Yesterday  I led off with a mention of the Supreme Court’s ruling on Bob McDonnell. Lo and Behold, (I have always wondered who came up with Lo and Behold. I looked it up and learned that it comes from 18th century literature of “look and see”, which makes no sense to me. So, no charge for such blog inclusion!) … so back to our regularly scheduled programming of “Lo and behold”.

Anyway, it caught my attention that McDonnell’s conviction was vacated by a unanimous ruling of the Supreme Court. The Court did note that it found the case to be “distasteful” and full of “tawdry tales”. But, elected officials will breath a sigh of relief about free trips and free lunches with lobbyists now.

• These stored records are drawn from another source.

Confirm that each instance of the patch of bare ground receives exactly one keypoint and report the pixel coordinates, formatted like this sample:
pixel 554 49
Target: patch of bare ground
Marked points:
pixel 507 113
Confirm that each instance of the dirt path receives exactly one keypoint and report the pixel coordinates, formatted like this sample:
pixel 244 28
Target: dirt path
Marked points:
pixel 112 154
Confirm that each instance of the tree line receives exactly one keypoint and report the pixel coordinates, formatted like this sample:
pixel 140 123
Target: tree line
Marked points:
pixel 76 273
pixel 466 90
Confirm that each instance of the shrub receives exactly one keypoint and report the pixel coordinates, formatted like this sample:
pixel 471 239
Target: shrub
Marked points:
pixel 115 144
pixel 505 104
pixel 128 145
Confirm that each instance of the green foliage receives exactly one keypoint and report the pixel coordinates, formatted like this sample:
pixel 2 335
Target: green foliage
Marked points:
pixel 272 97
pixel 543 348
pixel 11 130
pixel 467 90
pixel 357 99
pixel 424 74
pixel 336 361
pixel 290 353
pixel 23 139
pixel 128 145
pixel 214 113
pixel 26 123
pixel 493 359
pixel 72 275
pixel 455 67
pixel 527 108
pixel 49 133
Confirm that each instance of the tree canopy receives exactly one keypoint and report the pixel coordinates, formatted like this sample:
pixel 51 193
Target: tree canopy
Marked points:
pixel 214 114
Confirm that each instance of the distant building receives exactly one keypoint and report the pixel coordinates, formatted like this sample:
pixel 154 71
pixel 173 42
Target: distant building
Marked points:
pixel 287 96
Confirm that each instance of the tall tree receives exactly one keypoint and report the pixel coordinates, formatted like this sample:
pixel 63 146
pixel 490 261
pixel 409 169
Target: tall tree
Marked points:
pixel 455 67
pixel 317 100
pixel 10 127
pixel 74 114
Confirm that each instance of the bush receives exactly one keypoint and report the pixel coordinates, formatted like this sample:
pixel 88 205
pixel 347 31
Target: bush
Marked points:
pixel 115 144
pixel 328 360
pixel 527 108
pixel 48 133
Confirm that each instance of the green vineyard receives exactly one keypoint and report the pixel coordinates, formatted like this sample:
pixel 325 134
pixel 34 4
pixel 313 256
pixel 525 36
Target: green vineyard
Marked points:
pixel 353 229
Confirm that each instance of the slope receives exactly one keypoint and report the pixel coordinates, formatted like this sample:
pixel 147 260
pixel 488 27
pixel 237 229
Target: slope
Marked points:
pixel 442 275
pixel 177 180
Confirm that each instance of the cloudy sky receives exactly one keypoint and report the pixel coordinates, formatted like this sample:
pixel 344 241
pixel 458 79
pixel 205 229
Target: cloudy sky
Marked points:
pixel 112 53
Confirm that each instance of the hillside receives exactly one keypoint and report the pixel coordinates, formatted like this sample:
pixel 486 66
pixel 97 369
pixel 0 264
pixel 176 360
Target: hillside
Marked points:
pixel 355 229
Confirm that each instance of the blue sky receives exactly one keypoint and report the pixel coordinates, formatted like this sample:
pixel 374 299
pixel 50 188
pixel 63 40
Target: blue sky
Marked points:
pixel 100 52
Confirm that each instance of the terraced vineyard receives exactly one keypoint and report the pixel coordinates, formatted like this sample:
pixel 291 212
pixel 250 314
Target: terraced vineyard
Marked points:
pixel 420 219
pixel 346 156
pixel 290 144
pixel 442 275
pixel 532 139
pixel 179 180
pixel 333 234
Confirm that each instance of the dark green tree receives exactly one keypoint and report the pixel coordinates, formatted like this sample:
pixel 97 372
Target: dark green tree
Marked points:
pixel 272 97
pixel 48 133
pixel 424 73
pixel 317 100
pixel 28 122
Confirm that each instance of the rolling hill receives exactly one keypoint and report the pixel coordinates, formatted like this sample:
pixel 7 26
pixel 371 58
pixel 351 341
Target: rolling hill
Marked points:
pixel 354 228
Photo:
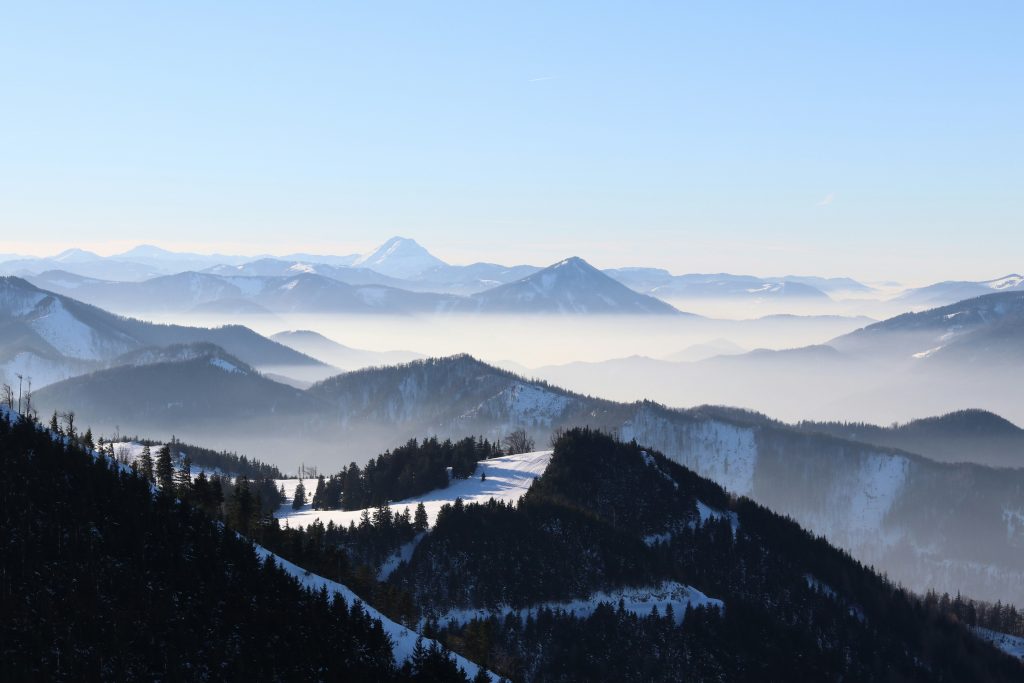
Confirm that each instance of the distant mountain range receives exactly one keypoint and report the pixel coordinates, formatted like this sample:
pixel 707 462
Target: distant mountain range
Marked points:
pixel 50 337
pixel 936 361
pixel 949 292
pixel 571 286
pixel 568 287
pixel 404 264
pixel 977 436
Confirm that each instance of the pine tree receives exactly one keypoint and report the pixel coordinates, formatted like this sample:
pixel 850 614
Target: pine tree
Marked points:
pixel 145 464
pixel 318 495
pixel 183 477
pixel 300 496
pixel 165 470
pixel 420 521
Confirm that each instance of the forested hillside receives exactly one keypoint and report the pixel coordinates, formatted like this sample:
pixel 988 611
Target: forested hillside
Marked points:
pixel 515 587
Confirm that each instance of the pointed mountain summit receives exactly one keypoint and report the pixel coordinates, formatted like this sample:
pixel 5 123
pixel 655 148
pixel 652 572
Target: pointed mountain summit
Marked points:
pixel 571 286
pixel 399 257
pixel 76 256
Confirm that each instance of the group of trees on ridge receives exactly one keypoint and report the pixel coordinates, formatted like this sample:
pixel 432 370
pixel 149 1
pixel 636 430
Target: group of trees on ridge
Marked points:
pixel 109 577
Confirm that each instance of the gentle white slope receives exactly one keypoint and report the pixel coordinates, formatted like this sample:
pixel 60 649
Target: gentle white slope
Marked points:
pixel 1012 645
pixel 640 601
pixel 508 477
pixel 403 639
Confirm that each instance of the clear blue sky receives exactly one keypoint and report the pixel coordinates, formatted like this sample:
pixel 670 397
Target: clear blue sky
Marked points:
pixel 878 139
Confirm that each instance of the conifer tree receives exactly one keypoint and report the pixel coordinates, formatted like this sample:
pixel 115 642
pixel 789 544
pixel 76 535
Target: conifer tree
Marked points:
pixel 165 470
pixel 300 496
pixel 145 464
pixel 420 521
pixel 183 477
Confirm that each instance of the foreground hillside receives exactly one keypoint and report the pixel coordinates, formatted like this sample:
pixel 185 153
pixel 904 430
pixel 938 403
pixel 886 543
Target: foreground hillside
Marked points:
pixel 104 579
pixel 879 503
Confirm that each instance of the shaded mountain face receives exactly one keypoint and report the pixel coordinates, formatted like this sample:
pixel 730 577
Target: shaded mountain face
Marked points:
pixel 571 286
pixel 339 355
pixel 970 354
pixel 614 522
pixel 955 331
pixel 399 257
pixel 659 283
pixel 50 337
pixel 977 436
pixel 876 501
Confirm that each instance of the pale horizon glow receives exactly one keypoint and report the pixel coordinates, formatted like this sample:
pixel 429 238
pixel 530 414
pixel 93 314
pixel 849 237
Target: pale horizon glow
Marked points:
pixel 880 141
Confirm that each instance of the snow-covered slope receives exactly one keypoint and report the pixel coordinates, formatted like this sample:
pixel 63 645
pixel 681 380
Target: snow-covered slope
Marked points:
pixel 402 639
pixel 339 355
pixel 51 337
pixel 662 284
pixel 1012 645
pixel 507 478
pixel 950 291
pixel 640 601
pixel 399 257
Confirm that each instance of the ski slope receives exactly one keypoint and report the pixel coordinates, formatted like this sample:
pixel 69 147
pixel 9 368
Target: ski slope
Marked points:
pixel 403 639
pixel 508 477
pixel 640 601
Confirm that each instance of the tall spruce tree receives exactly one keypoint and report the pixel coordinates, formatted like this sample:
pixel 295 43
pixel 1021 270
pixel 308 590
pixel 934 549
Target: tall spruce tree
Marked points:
pixel 145 464
pixel 165 470
pixel 420 521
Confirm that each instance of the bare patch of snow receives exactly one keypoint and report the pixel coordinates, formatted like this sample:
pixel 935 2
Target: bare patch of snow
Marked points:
pixel 640 601
pixel 508 477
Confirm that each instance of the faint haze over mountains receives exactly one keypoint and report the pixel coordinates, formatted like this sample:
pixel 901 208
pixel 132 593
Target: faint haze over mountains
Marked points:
pixel 753 138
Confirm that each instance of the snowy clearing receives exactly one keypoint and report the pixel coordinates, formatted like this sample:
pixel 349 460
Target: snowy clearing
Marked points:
pixel 403 639
pixel 1012 645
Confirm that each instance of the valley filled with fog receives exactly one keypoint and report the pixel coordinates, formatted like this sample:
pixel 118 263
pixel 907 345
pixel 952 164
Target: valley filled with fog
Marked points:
pixel 780 365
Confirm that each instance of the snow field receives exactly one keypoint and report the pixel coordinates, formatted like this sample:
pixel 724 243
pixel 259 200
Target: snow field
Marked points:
pixel 402 639
pixel 508 477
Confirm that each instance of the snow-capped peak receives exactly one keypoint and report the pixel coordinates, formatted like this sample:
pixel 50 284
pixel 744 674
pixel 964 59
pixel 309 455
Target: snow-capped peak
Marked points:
pixel 399 257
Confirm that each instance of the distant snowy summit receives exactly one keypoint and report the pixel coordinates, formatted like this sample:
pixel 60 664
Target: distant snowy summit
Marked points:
pixel 571 286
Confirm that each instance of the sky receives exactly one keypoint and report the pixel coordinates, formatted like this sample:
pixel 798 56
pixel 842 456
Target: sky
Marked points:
pixel 873 139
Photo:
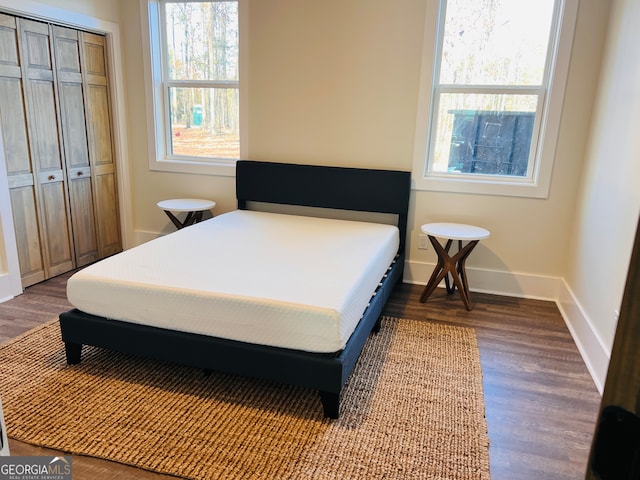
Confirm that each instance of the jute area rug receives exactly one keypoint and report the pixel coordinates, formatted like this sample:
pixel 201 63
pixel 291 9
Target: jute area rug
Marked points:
pixel 413 408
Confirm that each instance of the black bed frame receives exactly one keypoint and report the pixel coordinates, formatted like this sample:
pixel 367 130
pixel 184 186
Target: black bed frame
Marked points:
pixel 383 191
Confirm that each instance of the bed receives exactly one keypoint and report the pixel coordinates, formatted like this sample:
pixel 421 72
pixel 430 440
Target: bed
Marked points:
pixel 285 328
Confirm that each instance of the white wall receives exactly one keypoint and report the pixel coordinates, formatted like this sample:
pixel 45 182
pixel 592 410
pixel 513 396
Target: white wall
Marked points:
pixel 608 204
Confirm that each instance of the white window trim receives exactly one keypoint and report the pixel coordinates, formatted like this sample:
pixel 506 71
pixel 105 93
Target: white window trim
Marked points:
pixel 535 186
pixel 156 105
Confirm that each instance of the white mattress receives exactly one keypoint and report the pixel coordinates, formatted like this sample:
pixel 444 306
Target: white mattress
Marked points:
pixel 267 278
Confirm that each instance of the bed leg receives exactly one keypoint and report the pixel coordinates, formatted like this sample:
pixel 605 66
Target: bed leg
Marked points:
pixel 73 352
pixel 330 404
pixel 378 325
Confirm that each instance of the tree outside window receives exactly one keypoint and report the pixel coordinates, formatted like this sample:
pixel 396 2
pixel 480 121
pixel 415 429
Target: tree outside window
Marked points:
pixel 200 78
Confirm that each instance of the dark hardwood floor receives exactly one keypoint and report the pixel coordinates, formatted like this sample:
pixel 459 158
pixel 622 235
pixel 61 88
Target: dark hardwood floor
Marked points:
pixel 541 404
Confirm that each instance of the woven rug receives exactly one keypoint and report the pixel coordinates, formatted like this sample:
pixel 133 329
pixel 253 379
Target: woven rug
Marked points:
pixel 413 408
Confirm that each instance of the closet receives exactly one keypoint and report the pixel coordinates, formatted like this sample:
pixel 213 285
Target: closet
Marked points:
pixel 55 119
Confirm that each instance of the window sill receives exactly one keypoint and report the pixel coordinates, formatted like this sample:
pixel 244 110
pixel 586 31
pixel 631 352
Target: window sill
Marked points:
pixel 482 186
pixel 221 167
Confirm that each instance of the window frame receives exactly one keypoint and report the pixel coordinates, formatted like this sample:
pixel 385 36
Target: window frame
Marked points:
pixel 157 98
pixel 546 125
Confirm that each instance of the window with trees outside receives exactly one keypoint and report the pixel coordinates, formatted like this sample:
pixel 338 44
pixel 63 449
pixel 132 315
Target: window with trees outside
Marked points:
pixel 498 77
pixel 195 71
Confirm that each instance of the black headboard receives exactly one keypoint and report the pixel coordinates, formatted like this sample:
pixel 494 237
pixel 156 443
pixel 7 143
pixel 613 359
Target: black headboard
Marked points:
pixel 359 189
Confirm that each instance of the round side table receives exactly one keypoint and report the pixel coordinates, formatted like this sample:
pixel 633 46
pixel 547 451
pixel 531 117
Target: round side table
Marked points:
pixel 452 264
pixel 194 207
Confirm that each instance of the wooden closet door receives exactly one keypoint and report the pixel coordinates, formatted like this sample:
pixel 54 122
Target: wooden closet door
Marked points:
pixel 44 139
pixel 98 114
pixel 74 134
pixel 21 175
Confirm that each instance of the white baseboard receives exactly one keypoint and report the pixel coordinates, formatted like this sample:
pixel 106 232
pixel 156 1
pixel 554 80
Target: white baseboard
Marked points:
pixel 594 352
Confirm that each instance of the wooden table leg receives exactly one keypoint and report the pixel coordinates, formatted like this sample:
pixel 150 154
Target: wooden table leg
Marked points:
pixel 174 219
pixel 190 219
pixel 450 265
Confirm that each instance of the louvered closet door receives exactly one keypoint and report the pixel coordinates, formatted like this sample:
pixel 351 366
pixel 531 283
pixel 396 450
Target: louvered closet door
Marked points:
pixel 45 142
pixel 98 114
pixel 21 176
pixel 74 134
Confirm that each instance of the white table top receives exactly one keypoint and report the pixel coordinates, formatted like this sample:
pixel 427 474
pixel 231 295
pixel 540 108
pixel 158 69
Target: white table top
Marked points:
pixel 186 204
pixel 455 231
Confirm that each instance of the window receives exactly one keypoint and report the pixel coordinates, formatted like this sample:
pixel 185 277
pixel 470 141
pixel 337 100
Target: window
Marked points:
pixel 488 123
pixel 194 68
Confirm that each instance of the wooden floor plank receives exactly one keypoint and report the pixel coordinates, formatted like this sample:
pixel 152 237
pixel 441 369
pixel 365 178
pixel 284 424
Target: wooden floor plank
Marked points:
pixel 541 403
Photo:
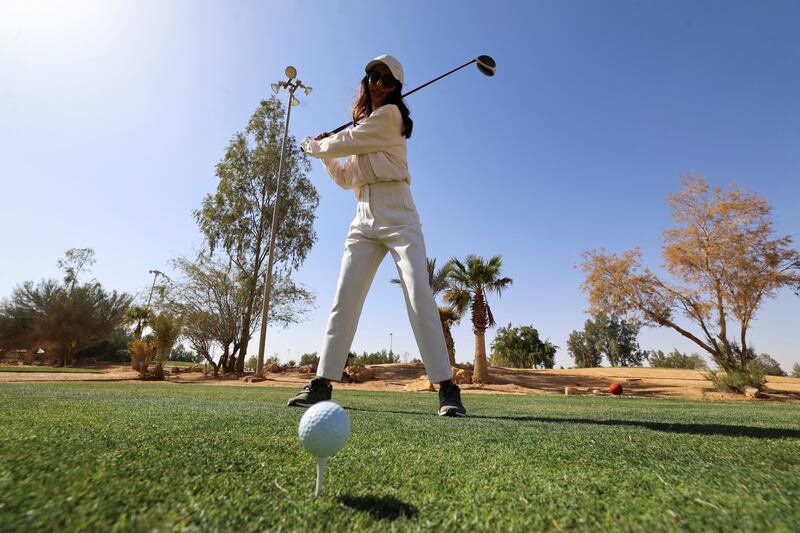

In the meantime, the government will have to decide if it will retry McDonnell. My guess is no. Also, Bob will be receive his full entitled pension; decide if he wants to get back into politics; or become president of either Regent University or Liberty University. That’s just my guess.

Also, the judge in the Federal court jury trial, Judge Spencer, will now always be remembered for this case and that his rulings were overturned. No judge likes to be overturned on appeal.

And what does Bob McDonnell think about the Supreme Court’s ruling. Well, apart from a great sense of relief, I think that his attorney verbalized it best when he said, “We thank the Supreme Court for unanimously bringing justice back into the picture for the McDonnells”. Now that’s a parting shot at Judge Spencer!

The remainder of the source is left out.